Today the church does a whole lot of talking. We do a lot of talking about the need to do something, change something, be something, and yet from what I have seen the ever elusive something that we all hope will revive our church is something implemented from the top down; an ecclesiological trickle down theory, if you will. An agenda articulated from the top down instead of bottom up does not bode well for our future as a denomination. Just as there is really no such thing as trickle down economics, there is no such thing as trickle down implementation of change for the church today. If we want to see change, it must be at the grass roots level, or in church lingo--at the local church level where ideas can be birthed such as those that the "Bible Moths" of Oxford birthed in the 18th century. The local church level--clergy and laity--should be the driving force of articulating change instead of being micro-managed by the top-tier administration lest we forget that the Methodist movement was largely a lay-driven movement. However any student of John Wesley will admit that he came to be a little rigidly structured over time as the Methodist movement grew--hence the name our denomination now bears.
But the early years of the Methodist movement was a defiant movement in face of the church status quo--for which Wesley was admonished. But admonishments did not deter Wesley from pressing forward, from dreaming God-size dreams without first getting permission from those who held positions of power within the church. Spiritual awakenings and revolutions are not planned happenings, but they burst forth, challenge the status quo and shake things up.

The world, not only the church, is in need of a spiritual awakening today. I heard one pastor say to me just the other day, "The definition of insane is doing the same thing over and over with the expectation of different results." We have a lot of insanity in our church today. Everyone knows something has to change, and there are a lot of opinions about what that something is or should be. It has been my experience that there is a lot of desire to micro-manage and control from those at the top, not allowing creativity to be birthed in and among the people who day in and day out serve and worship within their community's context--our mission field of where we hope disciples are being made. John Wesley got away with preaching and teaching wherever he wanted by declaring "the world is my parish." I have a feeling that credentials would be stripped and churches reprimanded if such "enthusiasm" was expressed today; it probably violates some paragraph in the Book of Discipline which would of course be a chargeable offense.

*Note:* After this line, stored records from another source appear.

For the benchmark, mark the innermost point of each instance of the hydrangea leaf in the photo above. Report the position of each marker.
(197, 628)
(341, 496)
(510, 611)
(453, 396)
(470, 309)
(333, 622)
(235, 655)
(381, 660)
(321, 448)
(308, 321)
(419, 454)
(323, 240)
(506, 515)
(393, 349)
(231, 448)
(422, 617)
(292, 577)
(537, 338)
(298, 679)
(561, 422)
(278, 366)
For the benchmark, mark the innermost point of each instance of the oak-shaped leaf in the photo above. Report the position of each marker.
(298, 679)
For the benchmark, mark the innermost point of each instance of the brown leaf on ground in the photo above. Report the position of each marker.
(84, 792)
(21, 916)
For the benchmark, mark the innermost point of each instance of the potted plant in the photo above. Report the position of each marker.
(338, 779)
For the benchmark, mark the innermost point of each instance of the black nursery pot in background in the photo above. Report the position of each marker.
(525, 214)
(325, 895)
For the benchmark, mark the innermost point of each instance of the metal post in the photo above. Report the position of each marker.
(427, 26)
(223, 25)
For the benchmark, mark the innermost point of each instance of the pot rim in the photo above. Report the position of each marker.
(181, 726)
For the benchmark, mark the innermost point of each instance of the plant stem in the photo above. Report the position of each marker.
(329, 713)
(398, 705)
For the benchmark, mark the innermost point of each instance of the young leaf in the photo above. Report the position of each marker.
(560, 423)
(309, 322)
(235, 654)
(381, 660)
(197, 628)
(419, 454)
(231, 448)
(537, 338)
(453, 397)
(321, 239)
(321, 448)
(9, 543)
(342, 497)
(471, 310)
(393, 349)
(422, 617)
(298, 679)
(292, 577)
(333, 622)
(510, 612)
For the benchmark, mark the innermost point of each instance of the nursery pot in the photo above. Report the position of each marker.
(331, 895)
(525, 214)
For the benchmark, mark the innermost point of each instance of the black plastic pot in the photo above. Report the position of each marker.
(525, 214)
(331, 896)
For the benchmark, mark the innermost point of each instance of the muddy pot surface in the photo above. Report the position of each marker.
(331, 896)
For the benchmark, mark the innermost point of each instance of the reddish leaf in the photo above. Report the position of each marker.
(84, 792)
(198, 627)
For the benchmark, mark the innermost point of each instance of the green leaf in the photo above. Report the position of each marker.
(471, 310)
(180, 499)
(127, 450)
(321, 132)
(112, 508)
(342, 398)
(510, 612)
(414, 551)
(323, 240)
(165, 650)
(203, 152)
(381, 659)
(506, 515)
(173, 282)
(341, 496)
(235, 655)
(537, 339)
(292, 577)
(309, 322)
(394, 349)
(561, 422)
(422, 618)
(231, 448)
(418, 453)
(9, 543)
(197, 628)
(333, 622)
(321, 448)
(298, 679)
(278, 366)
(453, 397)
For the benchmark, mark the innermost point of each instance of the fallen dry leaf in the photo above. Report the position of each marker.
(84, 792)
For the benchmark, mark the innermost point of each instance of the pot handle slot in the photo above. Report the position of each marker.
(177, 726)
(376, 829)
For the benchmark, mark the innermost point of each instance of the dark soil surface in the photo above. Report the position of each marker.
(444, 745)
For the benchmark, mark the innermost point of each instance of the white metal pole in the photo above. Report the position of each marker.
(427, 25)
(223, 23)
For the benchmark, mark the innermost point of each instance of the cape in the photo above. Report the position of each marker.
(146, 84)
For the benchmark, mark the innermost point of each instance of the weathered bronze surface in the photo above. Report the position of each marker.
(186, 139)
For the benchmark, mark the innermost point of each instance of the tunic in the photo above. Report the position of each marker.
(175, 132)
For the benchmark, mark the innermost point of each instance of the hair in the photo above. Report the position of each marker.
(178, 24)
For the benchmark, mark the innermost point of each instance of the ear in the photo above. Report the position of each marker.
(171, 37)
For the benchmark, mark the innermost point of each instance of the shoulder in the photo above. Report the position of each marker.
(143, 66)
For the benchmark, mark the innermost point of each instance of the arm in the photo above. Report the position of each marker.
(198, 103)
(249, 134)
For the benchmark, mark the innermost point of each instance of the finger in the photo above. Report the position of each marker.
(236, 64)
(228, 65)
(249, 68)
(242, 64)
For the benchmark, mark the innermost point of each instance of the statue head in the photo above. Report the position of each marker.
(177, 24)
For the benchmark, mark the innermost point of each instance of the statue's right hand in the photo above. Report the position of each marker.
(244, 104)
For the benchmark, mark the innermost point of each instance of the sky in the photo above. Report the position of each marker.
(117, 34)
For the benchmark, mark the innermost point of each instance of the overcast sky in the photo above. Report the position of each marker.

That brings me to another point of critique: we Methodists are no longer people of one book as Wesley was, but we are people of two books--the Bible and the Book of Discipline. What was it that Twain wrote, "History doesn't alway repeat itself, but it often rhymes"? There is so much fear and concern for the future of our church today. I would argue that if we get back to being a people of one book, back to being a movement and less of a rigid institution that maybe we would see some positive change that would change the trajectory of our dying church and our mission to make disciples for the transformation of the world. But until some of those at the top get off their high horse and relinquish power and pride then nothing within this dying institution will change. But then maybe such an institution isn't even worth saving. Maybe we need to birth a movement--a spiritual awakening, a revival, a revolution that works outside the bounds of appropriate church structure and polity in order that the kingdom of God is grown. It worked for Wesley...maybe this part of our past we inherit as today's Methodists should repeat.